Stars and Stripes . . . Clean and Bright
From Flag Day through Columbus Day, June to October is flag-flying season. Whether your American flag has been flying all summer long, or has just made a Columbus Day appearance, The Soap and Detergent Association has some tips for giving Old Glory the care it deserves.
- Mount the flag where it can fly free and unencumbered. If it flutters or waves against another surface (tree, gutter, fence, house, etc.), it’ll wear out faster.
- Check for rips and tears. Periodic checking and prompt repair will help prolong its life.
- If the flag is displayed indoors or in a sheltered location, vacuum it periodically to remove dust and loose dirt. To do this, spread the flag out on a flat surface (but not on the ground – touching the ground is considered disrespectful to the flag). Cover the vacuum’s brush attachment with a piece of cheesecloth and then gently pat the fabric to remove the particles.
If the flag is stained or dirty, it should be dry cleaned or gently washed by hand. For most fabrics, dry cleaning is the preferred method. Many drycleaners will clean a U.S. flag free of charge or at a nominal charge.
- If you decide to hand wash your flag, fill a wash basin or sink with cool water and a mild detergent. Gently scrub any spots or stains. Rinse thoroughly. Lay it out flat to dry. If desired, the flag can be ironed. Just be sure it doesn’t touch the ground during the drying or the ironing process.

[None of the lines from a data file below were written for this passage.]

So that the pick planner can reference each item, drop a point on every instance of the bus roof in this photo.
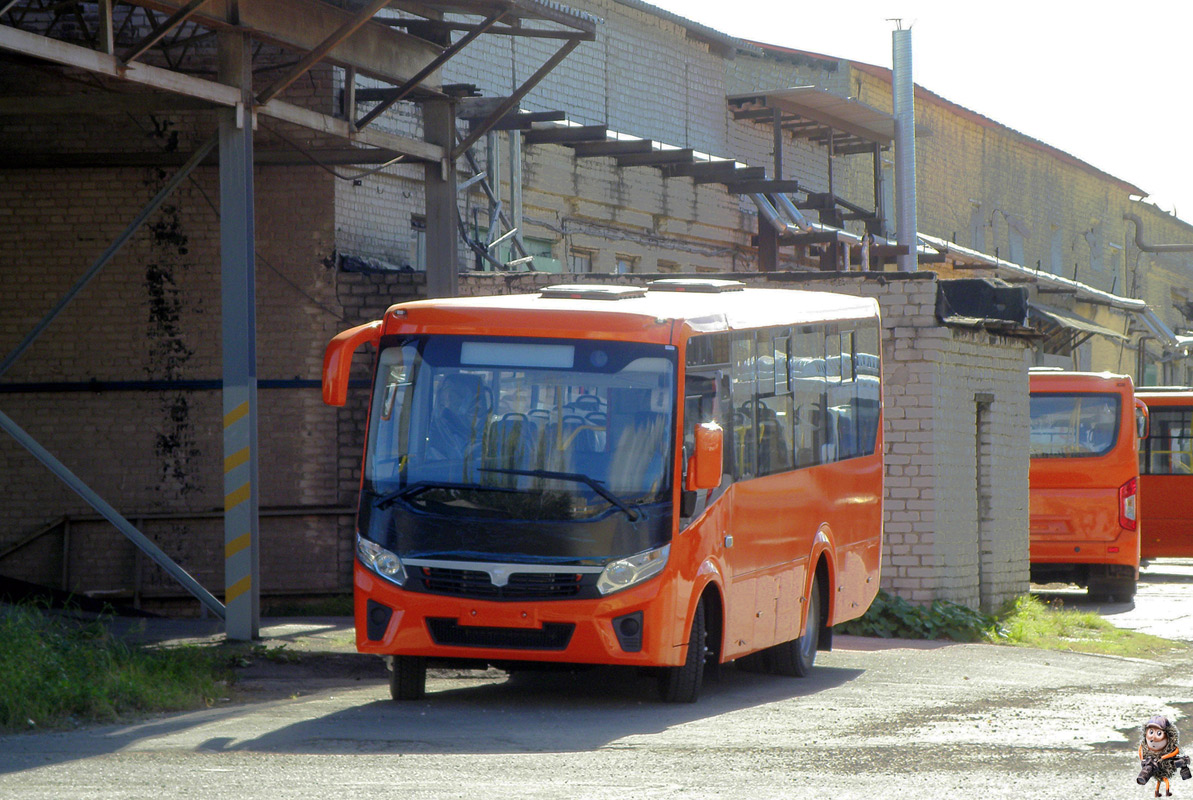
(700, 310)
(1064, 380)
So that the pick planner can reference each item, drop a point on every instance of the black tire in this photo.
(682, 683)
(795, 658)
(1107, 590)
(408, 677)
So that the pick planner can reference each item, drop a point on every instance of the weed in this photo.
(1028, 621)
(57, 671)
(895, 618)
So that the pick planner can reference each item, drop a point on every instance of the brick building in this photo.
(124, 388)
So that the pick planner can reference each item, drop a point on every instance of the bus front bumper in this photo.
(636, 626)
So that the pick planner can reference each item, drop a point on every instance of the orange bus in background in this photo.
(1085, 481)
(1166, 473)
(613, 475)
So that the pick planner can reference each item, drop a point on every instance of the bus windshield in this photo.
(495, 439)
(1074, 425)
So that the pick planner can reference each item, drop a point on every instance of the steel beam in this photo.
(482, 128)
(443, 249)
(147, 546)
(413, 84)
(316, 54)
(375, 50)
(161, 30)
(73, 55)
(239, 328)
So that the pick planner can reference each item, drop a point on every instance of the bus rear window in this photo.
(1074, 426)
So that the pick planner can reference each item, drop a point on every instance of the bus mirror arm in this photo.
(338, 360)
(704, 466)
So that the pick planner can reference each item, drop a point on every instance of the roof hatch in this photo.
(592, 292)
(705, 285)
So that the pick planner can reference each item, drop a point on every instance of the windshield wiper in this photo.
(419, 487)
(578, 477)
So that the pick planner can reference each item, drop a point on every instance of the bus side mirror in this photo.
(705, 464)
(338, 360)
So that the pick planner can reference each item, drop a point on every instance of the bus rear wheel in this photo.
(795, 658)
(407, 677)
(682, 683)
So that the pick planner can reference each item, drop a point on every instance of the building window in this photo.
(580, 261)
(1056, 253)
(419, 227)
(977, 229)
(1017, 246)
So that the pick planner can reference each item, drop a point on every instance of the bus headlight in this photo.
(381, 560)
(625, 572)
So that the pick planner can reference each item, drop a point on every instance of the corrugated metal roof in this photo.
(827, 107)
(986, 122)
(697, 29)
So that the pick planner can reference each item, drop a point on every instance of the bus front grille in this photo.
(552, 636)
(521, 585)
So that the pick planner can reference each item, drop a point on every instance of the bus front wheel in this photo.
(795, 658)
(407, 677)
(682, 683)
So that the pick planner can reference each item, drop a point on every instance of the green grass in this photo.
(56, 671)
(1030, 622)
(891, 616)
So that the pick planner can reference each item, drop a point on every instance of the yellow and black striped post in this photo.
(239, 329)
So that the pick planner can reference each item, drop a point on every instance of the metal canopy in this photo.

When a flag is so worn that it’s no longer serviceable, be sure that it’s destroyed in a dignified manner. Most American Legion posts regularly conduct a flag-burning ceremony. Locally, American Legion Post 379 at Maxwell’s Mill provides this service. Some Boy Scout troops and Girl Scout troops also retire flags regularly. Contact your local Scout troop to inquire about the availability of this service.